This lesson introduces some basic colored pencil strokes which will be useful in your drawing. It is a good idea to spend some time exploring the colored pencil medium with small pieces before attempting a major drawing.
For this lesson, you will need some good quality drawing paper, and a few sharp colored pencils, including a colorless blender if you have one.
01 of 06
Basic Side-to-Side Shading with Colored Pencil
The most fundamental colored pencil stroke is one you know already: simple side-to-side shading. Practice keeping the marks straight, letting the fingers adjust the direction of the pencil or pivoting from the elbow. Many beginners accidentally curve their lines, pivoting the hand from the wrist, so that the surface they are shading looks rounded rather than flat.
Practice adjusting the amount of pressure that you apply to the pencil as you shade to precisely control the amount of color you lay down.
02 of 06
Side Shading and Tip Shading
Side shading or tip shading?

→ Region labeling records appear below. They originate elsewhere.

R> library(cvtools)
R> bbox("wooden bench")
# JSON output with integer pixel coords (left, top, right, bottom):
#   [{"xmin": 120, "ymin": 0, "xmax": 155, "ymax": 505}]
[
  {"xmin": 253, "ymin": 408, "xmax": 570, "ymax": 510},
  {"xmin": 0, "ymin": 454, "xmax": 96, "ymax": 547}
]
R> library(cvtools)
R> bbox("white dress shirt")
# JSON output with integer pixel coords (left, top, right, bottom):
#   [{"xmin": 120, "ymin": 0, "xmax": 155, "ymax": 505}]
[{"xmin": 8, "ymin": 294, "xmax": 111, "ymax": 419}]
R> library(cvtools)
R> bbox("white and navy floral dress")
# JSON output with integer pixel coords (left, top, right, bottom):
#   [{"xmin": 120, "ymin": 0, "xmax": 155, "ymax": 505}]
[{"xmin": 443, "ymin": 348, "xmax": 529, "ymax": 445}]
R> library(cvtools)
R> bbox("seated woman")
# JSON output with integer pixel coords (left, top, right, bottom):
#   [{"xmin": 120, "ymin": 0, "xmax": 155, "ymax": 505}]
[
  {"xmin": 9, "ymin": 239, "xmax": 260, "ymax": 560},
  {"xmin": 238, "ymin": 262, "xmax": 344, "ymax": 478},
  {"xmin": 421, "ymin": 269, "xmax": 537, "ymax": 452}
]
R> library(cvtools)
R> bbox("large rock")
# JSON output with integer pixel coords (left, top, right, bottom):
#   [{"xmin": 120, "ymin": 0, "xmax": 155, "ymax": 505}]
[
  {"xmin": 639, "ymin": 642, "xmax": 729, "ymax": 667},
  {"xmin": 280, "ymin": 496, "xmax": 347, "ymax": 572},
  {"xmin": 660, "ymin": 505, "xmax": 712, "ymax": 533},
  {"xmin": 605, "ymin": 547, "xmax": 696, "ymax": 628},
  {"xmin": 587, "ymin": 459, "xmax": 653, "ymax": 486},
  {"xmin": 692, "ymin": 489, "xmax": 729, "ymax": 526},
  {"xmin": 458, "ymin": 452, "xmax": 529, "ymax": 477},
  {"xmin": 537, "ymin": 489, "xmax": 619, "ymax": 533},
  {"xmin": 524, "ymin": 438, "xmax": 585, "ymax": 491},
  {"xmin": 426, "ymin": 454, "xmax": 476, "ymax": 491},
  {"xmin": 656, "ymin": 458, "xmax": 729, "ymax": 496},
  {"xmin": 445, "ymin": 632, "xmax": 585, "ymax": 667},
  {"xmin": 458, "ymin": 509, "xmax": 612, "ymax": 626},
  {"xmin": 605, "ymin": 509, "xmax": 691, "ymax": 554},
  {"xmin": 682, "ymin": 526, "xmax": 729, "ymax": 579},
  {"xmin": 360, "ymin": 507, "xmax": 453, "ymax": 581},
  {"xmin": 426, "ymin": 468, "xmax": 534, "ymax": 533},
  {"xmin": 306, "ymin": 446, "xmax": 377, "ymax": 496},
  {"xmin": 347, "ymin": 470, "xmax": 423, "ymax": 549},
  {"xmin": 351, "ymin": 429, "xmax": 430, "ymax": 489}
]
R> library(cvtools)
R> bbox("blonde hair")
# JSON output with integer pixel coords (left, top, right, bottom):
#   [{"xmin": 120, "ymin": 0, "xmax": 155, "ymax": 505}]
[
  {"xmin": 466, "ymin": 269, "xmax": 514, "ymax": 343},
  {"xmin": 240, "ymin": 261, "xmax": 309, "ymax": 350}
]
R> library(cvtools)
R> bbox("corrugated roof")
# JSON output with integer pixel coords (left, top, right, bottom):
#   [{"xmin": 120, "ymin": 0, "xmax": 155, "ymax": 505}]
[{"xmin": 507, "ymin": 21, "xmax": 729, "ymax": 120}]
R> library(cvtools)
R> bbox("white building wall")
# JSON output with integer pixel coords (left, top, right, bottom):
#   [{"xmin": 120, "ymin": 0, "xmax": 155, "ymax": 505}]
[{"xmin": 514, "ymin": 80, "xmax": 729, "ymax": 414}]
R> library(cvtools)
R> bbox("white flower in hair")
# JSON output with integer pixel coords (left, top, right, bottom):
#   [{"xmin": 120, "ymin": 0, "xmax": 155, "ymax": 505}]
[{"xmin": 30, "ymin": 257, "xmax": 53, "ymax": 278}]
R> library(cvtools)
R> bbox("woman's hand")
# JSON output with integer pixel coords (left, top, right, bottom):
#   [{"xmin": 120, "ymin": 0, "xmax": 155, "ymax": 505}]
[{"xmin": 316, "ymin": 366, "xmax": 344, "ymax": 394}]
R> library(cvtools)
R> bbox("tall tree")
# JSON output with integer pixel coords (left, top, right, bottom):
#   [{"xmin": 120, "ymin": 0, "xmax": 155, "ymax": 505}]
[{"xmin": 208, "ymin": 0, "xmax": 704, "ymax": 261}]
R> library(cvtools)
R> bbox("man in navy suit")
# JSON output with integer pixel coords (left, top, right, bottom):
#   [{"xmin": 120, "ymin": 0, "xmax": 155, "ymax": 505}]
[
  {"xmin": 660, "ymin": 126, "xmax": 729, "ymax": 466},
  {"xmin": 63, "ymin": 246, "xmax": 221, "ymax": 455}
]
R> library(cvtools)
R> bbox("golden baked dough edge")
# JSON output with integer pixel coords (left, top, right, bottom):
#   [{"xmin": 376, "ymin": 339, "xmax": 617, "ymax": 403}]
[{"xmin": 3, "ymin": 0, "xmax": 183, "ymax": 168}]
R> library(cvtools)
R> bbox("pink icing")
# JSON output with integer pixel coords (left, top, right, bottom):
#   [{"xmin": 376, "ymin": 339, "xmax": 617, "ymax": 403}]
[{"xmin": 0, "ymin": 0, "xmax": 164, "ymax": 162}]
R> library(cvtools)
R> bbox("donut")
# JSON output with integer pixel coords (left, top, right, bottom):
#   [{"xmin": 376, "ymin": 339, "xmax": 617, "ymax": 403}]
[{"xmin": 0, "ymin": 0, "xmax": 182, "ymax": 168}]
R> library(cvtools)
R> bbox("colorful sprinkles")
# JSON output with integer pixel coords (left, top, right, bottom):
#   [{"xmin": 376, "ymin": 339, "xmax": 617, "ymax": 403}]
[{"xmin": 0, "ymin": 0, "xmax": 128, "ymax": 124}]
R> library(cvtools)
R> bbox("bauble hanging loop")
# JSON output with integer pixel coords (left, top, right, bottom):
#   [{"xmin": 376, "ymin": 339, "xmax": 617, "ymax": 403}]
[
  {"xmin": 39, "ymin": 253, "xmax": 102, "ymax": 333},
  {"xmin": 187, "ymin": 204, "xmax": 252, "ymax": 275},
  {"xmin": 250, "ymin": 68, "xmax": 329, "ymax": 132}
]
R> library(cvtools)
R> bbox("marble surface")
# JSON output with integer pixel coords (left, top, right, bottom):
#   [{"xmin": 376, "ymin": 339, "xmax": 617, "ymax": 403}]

Is there a right way to shade with colored pencil? I don't think so: it depends on the effect you want. Let's take a quick look at the difference between side shading and tip shading with colored pencil.
On the left is an area of side-shaded pencil, and on the right is some tip-shaded colored pencil. The paper grain in the side-shaded area is much more obvious, appearing coarser and more open. The tonal range is also more limited. When shading with the tip of a sharp pencil, you can achieve a much richer, denser layer of color. The grain appears finer and the pencil tip is able to get right into the paper grain, and you can create a broader tonal range.
This doesn't mean that shading with the side of the pencil is wrong - it can be a useful technique for sketching when you want soft, grainy and even-toned shading.
03 of 06
Colored Pencil Hatching
Hatching with colored pencil allows you to rapidly apply color and create texture and direction. Hatching is often used in one direction, but can also follow the contours of the surface to help create the sense of form and volume.
For best results, keep your pencil sharp. Rapid, regular, evenly spaced lines are drawn, leaving a little white paper or underlying color showing. Close-up like this they look pretty irregular, but when you use hatching in a drawing, the slight variations don't look so dramatic. It does take some practice to get them even though! It's a good idea to practice on some spare paper first, so you get your hand moving the right way before applying pencil to your work.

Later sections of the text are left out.